Compare two tables field values using wildcard

Per_Olav_Kaasa · ‎01-12-2018

Hello, I'm currently working with one feature class table containing 400 000 objects and one database table containing 700 objects. I'm currently working in ArcMap 10.4 and using a Geodatabase with Python 2.7. What I'm trying to do is match the database table containing 700 objects against the FC. What I want is to match them, treating all 700 objects as wildcars %700 ojects%, and match those towards the FC that contains text from the table. I have 2 tables with 1 column in each that im trying to match. I have not yet found a good way to treat all rows in a column as wildcard to search against another column.
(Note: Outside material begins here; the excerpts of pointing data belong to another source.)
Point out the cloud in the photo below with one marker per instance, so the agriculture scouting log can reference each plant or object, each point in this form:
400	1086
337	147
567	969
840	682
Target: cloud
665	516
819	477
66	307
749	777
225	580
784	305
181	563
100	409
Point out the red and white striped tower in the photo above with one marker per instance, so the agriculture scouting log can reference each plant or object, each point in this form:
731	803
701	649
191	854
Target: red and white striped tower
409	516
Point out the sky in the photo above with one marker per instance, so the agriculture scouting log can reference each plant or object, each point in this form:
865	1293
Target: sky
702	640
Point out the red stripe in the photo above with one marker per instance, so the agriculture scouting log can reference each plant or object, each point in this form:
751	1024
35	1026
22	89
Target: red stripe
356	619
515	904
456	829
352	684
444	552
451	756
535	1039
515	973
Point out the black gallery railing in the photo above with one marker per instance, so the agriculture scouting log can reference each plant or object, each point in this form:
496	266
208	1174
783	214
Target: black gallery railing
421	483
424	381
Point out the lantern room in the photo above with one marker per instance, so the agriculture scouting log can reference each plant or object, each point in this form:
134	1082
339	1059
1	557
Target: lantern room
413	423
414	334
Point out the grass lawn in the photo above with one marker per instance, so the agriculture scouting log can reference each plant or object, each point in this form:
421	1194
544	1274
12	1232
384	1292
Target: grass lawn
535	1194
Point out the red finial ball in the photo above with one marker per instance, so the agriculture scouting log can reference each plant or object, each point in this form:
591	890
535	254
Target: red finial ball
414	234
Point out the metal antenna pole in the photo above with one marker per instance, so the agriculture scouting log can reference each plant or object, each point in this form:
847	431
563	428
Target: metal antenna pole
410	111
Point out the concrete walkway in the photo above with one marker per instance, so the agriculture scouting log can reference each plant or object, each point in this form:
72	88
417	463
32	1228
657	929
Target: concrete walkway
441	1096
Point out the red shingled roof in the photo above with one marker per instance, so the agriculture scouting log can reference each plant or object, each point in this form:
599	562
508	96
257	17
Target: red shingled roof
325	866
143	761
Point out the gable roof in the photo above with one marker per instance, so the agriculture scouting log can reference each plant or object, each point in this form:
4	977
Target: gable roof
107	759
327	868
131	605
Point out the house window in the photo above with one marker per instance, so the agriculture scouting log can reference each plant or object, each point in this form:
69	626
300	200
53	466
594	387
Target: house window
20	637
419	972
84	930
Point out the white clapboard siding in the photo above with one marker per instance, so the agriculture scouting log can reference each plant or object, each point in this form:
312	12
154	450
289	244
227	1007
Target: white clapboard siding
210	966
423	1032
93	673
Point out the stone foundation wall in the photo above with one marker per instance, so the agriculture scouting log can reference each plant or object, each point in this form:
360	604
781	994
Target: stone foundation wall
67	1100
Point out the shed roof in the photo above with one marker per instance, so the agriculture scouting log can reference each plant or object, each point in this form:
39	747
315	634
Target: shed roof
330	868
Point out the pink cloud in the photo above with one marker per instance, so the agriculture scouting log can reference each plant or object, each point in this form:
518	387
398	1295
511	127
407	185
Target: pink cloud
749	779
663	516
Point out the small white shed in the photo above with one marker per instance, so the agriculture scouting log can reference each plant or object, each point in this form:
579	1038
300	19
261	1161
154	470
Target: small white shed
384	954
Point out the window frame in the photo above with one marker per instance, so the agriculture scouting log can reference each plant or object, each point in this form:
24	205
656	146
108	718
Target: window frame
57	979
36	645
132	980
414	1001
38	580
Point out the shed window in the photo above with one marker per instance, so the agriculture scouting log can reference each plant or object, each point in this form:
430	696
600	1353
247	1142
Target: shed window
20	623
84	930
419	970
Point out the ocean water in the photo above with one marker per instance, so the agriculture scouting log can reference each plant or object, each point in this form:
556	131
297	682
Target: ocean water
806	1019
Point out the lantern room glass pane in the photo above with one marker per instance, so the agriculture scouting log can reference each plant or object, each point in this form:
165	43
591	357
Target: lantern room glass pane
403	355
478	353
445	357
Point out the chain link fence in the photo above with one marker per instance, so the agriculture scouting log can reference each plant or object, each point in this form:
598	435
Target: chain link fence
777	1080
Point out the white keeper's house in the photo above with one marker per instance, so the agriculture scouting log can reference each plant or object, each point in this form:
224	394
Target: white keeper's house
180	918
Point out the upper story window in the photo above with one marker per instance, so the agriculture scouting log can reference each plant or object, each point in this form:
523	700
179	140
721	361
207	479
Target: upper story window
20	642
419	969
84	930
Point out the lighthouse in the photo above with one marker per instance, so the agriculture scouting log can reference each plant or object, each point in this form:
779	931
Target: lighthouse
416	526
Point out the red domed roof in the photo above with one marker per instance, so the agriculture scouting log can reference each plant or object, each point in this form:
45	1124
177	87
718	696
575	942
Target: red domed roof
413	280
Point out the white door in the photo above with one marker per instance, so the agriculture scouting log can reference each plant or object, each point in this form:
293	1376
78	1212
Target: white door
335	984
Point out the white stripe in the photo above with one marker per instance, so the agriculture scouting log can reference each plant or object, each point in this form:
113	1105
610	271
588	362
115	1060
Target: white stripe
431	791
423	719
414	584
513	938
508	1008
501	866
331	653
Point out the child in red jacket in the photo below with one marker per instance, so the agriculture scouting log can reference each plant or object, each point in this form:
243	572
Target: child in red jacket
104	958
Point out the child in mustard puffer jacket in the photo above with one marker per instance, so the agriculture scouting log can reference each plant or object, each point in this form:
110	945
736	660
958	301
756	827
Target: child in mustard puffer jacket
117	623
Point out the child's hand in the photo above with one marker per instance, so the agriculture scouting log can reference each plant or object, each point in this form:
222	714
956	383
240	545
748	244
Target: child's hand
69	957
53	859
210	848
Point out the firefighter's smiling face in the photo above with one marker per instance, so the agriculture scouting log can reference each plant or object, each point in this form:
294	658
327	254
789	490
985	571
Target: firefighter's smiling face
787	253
This is my code so far. This only will print out what the database table values. Next i wanted to get the FC values and compare them. I've read about maybe using a dictionary to make it easier to extract values but I've yet to figure out how.

import arcpy, unicodedata, datetime, openpyxl 
arcpy.env.workspace =r"C:\Users\kaaper\Documents\DataDrivenPages\DataDrivenPages.gdb"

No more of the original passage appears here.